Researchers have discovered that ovarian cancers with ARID1A mutations may be sensitive to treatment with an inhibitor of EZH2 methyltransferase activity.
Researchers have discovered that ovarian cancers with ARID1A mutations may be sensitive to treatment with an inhibitor of EZH2 methyltransferase activity, according to the results of a study published in Nature Medicine.
“Our findings provide the foundation for new therapeutic strategies for ovarian clear cell carcinoma, a disease currently with limited therapeutic options,” study researcher Rugang Zhang, PhD, associate professor of the Wistar Institute, Philadelphia, told Cancer Network. “In addition, given ARID1A is mutated in many other cancer types, this strategy might apply to other cancer types as well.”
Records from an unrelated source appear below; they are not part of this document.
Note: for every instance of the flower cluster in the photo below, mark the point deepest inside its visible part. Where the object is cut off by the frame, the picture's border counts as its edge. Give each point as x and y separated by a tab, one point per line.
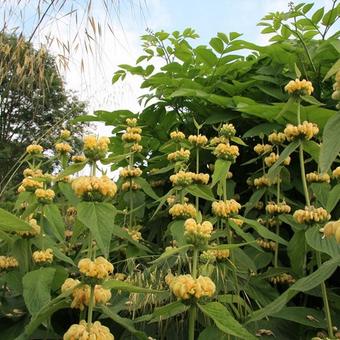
265	244
299	87
185	286
99	269
43	256
261	149
314	177
177	136
336	172
126	186
226	151
273	157
94	188
311	215
181	155
197	233
8	262
81	294
273	208
34	149
277	138
83	331
225	208
130	172
198	140
95	148
283	278
63	148
305	130
185	210
44	195
227	130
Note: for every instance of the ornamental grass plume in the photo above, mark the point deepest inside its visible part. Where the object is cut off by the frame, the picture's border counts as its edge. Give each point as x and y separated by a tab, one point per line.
43	256
225	208
83	331
8	263
34	149
198	140
311	215
63	148
99	269
261	149
183	210
94	188
299	87
306	130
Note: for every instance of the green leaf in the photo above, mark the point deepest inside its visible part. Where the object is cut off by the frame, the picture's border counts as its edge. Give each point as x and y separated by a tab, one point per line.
224	320
333	198
325	245
126	323
9	222
221	169
99	218
55	221
217	45
289	149
330	147
170	253
200	190
37	285
128	287
303	285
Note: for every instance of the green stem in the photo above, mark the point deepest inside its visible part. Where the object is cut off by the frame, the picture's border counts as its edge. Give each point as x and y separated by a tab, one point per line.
192	311
325	300
90	310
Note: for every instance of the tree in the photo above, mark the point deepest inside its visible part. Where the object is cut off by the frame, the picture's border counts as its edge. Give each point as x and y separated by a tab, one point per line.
33	101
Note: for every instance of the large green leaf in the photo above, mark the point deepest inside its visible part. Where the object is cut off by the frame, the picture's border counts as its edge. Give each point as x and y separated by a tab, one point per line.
224	320
330	147
37	285
303	285
99	218
9	222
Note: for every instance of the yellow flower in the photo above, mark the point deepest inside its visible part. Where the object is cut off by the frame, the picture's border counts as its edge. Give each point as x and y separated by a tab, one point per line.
95	148
314	177
311	215
273	208
34	231
177	135
34	149
181	155
82	331
225	208
94	188
182	210
100	268
277	138
226	151
8	262
198	140
78	158
130	172
299	87
44	195
65	134
43	256
262	148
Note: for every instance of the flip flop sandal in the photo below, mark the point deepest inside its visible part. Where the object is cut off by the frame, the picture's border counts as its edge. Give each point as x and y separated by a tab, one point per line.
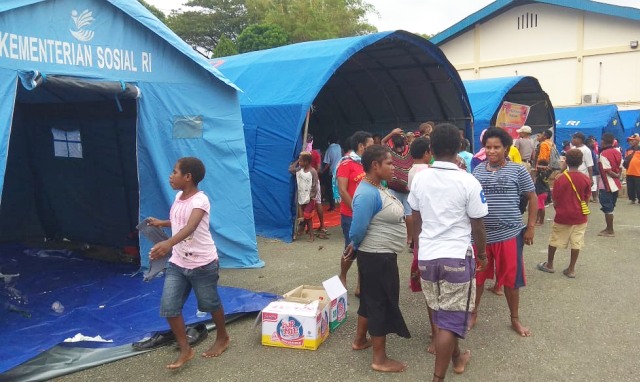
543	267
156	341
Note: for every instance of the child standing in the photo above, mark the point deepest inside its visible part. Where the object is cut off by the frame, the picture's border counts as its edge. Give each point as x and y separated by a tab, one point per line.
193	262
543	172
307	180
571	190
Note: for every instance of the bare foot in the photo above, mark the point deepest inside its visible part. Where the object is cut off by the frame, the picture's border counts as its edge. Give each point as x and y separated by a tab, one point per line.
460	362
472	319
361	344
496	290
182	359
389	366
518	328
217	348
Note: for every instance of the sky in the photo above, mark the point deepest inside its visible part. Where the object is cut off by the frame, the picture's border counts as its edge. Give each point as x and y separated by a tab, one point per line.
417	16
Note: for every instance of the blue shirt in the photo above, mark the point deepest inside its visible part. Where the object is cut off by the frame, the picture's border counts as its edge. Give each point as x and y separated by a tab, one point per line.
366	203
502	189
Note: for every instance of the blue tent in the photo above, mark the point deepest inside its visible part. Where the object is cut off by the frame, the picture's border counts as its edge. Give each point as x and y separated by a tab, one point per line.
487	95
100	100
372	83
590	120
630	121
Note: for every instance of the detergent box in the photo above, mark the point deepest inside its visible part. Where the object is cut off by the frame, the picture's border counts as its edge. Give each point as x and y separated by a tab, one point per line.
295	323
332	292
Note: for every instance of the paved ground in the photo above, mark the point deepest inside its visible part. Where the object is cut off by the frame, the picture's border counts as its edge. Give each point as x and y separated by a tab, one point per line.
585	329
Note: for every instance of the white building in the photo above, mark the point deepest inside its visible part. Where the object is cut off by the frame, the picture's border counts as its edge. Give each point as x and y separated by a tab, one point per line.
581	51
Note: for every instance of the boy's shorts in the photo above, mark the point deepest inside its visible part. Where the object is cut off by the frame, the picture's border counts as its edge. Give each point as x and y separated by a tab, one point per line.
506	257
345	224
542	200
608	201
565	236
309	209
178	283
449	287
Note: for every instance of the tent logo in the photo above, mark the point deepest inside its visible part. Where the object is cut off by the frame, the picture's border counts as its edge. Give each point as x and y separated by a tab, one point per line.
81	21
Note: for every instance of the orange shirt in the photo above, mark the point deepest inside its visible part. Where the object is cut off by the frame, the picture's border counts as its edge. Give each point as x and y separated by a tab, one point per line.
545	150
634	164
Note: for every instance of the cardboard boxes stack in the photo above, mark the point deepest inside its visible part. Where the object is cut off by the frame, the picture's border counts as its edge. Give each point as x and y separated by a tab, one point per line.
305	316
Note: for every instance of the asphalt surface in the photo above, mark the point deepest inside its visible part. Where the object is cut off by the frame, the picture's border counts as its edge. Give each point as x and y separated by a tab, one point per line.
584	329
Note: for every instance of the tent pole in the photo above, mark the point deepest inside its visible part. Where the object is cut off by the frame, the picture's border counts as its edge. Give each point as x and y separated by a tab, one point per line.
304	142
306	129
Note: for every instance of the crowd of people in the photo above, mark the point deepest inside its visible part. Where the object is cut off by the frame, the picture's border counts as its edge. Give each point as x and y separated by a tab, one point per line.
465	217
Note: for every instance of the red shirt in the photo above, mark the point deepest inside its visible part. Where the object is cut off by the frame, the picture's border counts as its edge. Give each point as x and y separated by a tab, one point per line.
354	172
565	201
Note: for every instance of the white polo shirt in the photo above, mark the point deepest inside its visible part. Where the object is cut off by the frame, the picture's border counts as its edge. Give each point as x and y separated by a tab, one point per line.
447	199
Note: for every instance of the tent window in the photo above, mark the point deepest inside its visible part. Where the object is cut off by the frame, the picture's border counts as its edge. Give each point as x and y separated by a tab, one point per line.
186	126
67	144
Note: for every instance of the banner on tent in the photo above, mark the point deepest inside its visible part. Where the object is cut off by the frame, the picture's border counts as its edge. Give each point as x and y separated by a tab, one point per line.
76	51
511	117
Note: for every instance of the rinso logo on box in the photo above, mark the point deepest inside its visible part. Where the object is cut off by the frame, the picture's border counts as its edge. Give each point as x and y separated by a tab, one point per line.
290	332
270	317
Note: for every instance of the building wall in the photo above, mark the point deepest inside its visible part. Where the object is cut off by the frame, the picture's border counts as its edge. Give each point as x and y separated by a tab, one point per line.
572	53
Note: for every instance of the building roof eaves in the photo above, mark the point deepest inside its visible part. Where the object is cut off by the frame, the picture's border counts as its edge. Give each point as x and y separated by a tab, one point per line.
500	6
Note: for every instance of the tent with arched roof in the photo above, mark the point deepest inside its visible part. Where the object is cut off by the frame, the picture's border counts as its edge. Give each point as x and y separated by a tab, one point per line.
373	83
According to Zhang, ovarian clear cell carcinoma is a notoriously difficult cancer to treat because of the low initial response rate seen with current platinum-based chemotherapy. Recent cancer genomics analysis has revealed that ARID1A, an epigenetic regulator, is among the genes that show the highest mutation rates across many cancer types. Most notably, ARID1A is mutated in more than 50% of ovarian clear cell carcinoma. Unfortunately, a rational therapeutic approach that targets ARID1A mutation in human cancer has never been explored.
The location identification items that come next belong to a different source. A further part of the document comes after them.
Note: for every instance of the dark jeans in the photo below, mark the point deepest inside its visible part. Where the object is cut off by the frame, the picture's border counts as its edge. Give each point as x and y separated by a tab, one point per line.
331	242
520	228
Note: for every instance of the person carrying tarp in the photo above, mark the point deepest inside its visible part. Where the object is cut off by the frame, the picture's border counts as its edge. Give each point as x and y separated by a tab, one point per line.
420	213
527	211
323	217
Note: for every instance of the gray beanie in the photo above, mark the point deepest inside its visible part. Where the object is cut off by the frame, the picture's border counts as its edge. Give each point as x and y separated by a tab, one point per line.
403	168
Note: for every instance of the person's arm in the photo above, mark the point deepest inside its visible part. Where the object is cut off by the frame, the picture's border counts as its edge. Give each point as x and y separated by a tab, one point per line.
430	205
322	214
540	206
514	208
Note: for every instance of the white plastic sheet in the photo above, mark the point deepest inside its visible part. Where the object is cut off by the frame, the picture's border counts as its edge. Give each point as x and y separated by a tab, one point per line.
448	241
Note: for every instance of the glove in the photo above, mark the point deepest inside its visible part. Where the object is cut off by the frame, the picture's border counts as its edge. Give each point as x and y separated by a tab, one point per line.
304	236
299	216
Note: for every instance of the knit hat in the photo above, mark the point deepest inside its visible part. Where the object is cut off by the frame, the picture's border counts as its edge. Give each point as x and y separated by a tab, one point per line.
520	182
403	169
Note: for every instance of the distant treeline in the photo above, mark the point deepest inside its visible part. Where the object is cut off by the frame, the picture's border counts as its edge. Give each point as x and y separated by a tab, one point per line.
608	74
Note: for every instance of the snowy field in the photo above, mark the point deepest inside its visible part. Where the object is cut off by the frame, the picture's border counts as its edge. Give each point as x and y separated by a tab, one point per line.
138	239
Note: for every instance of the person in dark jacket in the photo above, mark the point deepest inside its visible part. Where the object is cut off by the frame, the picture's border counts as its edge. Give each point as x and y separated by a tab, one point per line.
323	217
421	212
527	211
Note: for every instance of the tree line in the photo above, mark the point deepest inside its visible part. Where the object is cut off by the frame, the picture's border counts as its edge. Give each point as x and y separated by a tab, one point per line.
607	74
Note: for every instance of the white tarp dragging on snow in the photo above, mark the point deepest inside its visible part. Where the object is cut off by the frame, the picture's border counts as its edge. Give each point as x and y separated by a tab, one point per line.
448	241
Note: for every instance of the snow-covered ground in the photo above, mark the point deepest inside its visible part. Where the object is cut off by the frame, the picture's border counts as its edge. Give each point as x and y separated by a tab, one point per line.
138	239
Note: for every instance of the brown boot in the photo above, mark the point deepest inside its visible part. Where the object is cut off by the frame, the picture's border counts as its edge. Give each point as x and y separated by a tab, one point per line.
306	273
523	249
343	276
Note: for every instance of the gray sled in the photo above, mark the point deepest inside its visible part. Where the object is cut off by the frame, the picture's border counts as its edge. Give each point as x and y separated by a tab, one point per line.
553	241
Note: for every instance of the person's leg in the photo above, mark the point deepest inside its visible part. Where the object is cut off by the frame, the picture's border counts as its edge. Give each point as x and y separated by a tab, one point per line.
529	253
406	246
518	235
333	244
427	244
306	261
Therefore, Zhang and colleagues conducted this study to explore new therapeutic strategies for ARID1A-mutated ovarian clear cell carcinoma. They evaluated a panel of 15 commercially available small molecular inhibitors known to target epigenetic regulators and discovered that ARID1A-mutated ovarian clear cell carcinoma cells were selectively sensitive to a clinically applicable inhibitor of EZH2 methyltransferase activity or the so-called synthetic lethality.
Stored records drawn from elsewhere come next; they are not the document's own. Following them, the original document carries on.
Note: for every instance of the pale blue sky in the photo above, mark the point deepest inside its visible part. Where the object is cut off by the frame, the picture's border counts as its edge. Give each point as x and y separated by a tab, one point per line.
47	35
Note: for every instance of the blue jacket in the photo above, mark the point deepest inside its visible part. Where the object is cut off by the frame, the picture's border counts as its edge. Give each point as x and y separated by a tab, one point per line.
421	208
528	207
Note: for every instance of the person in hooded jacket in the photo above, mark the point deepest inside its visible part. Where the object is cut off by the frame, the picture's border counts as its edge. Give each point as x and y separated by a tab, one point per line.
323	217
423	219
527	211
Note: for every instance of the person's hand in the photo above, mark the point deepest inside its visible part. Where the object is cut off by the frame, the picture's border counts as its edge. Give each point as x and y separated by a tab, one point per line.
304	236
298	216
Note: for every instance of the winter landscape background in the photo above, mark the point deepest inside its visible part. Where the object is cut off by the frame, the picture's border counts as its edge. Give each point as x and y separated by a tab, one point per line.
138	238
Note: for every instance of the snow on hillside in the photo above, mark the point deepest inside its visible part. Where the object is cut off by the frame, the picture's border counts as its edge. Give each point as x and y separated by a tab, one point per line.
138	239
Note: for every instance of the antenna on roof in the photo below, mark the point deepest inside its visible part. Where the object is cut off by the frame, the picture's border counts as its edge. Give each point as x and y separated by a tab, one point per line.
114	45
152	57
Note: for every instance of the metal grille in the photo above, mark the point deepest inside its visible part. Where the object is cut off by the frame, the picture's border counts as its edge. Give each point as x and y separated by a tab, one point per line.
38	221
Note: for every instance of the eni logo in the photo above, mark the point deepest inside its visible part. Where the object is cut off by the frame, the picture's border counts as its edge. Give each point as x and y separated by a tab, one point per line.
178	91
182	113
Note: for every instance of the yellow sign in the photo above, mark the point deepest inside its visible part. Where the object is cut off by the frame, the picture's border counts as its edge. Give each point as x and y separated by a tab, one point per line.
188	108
Next, the researchers used a mouse model to determine if EZH2 inhibition caused regression of the ARID1A-mutated tumors. They randomly assigned mice into two groups, treating them with a control or the EZH2 inhibitor. They found that the EZH2 inhibitor caused regression of ARID1A-mutated ovarian clear cell tumors, with a significant decrease in the size of the orthotopically xenografted tumors compared with control mice. In contrast, the inhibitor did not cause tumor regression in ARID1A wild-type mice.
“Inhibiting EZH2 activity using reagents that are currently in clinical trials for hematopoietic malignancies may represent a novel therapeutic strategy for ARID1A-mutated ovarian clear cell carcinoma,” Zhang said. “In addition, ARID1A mutation status could be used as a biomarker to predict response to EZH2 inhibitors.”